12 financial resolutions to ensure a prosperous New Year
[Estimated time to read: 4.5 minutes]
Instill a few good personal financial habits in 2016
'Positive Change’ is synonymous with a New Year, and few resolutions will give you as much return on your investment as instilling a few good personal financial habits with your money. Below are 12 New Year’s financial resolutions, to help ensure that you have a more prosperous financial year ahead.
Why not aim to knock off at least one each month ? By the end of the year, you'll be on a much firmer financial footing.
If you are from country A and you live in country B, then you should bank in country C. There are an absolute multitude of benefits of banking offshore and our private banking team, voted Best Global Offshore Banking Team of 2014, can help advise on these. Why not download our free eBook, The Expat Guide to Offshore Banking, to find out why this is a great option for the expatriates.
Unexpected things happen all the time, perhaps even more so to those of us who reside outside the comfort of our home countries. Even millionaire pop stars need financial planning and should place ‘setting some cash aside’ high up on their financial ‘to do’ list. This fund should be equal to six months’ living expenses and kept to one side in an offshore bank account.
What are your life's dreams? This should be a fun exercise, but remember, if you don't plan to get somewhere, you're not likely to arrive. A great financial adviser will carry out cash-flow modelling with you, helping you set specific, quantifiable financial goals that answer questions like who, what, when, and where.
4. Make a Will
Writing a Will is one of the most common things on the never-ending ‘to-do’ list. Yet having a Will is important if you want to take care of your family, particularly in cases where there are ex-spouses and children from previous marriages. Not writing a Will can leave loved ones in chaos and distress. Exaptriates should consider writing a Will for each country they have assets in.
In an earlier blog post this year, we looked at the financial advice we gave our lottery winning clients, after their spending spiralled out of control. Often, expats use a currency that differs from the one that they use in their home country, which can also distort spending habits. Nevertheless, for your long-term financial well-being, it's vital that you figure out how much you're spending and on what you are spending your money on.
6. Pay off debt
The inappropriate use of debt is the quickest way to jeopardise your financial security. Use cash or a debit card for purchases, not a credit card. Pay off or consolidate personal debt to lower your interest charges. Look into refinancing mortgage debt or swapping variable rate debt to fixed rate if you haven't already. Interest rates have never been so low. Only this year HSBC launched their very low 0.99% UK mortgage rate.
This may not seem like rock ‘n’ roll at first, but once you get started on making regular savings, this can actually become enjoyable and is an important factor in funding your life goals.

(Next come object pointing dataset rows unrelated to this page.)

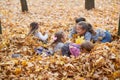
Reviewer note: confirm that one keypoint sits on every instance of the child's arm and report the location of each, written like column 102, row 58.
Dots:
column 72, row 31
column 41, row 36
column 88, row 36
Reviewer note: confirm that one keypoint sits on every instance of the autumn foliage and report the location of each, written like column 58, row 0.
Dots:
column 103, row 62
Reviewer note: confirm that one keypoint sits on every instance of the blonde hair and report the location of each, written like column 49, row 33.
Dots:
column 88, row 46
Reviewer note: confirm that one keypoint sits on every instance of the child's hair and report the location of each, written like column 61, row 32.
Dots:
column 88, row 46
column 87, row 26
column 34, row 27
column 80, row 19
column 58, row 37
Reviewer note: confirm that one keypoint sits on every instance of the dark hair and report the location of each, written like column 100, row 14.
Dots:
column 90, row 29
column 59, row 35
column 88, row 46
column 87, row 26
column 34, row 27
column 80, row 19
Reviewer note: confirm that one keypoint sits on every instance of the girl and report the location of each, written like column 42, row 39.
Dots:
column 86, row 30
column 75, row 49
column 34, row 30
column 57, row 44
column 58, row 41
column 73, row 30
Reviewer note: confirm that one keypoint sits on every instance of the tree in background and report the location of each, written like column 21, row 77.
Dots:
column 24, row 5
column 119, row 26
column 0, row 28
column 89, row 4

There's a lot of misconception surrounding investing. Many people lack a complete framework and context for making informed investments and tend to make common investment mistakes based on short-term, emotional investment decisions. Do yourself a favour and take some time to develop an investment strategy with a competent and unbiased international financial adviser.
People are living significantly longer, and state benefits are providing a shrinking portion of the future income people need into retirement. But retirement planning for expats need not be as difficult as it sounds. Contributing to your employer’s retirement or pension plan can be one of the best deals out there, assuming you get a tax deferral and employer contributions. If you don't have a company retirement plan, look at other tax-advantaged investment options.
Consider questions like: how much will your employer pay to your family in the event of your death? If you or your spouse set up life insurance in your home country, does it still cover you in the country in which you are now resident?
Don't be ‘penny wise and pound foolish’. The complexity and sophistication of financial products has increased immensely. In today's world of specialisation, it is impossible to keep up with it all. You don't have to do it all yourself. It is often cheaper and more effective in the long run to get transparent, unbiased advice when you need it.
Keep good records. Sort through your financial documents. Bin the ones that are no longer necessary (for example, Brtain's HM Revenue and Customs do not require you to maintain financial records for more than seven years) and put the remainder in some kind of order. Keep your financial life as simple as possible. It's easier to manage and you're more likely to keep up with it.
Make every effort to bid farewell to bad personal financial habits, inspire some good ones of your own, and get started on creating your own financial security with these new year's resolutions.
All the best for a prosperous New Year!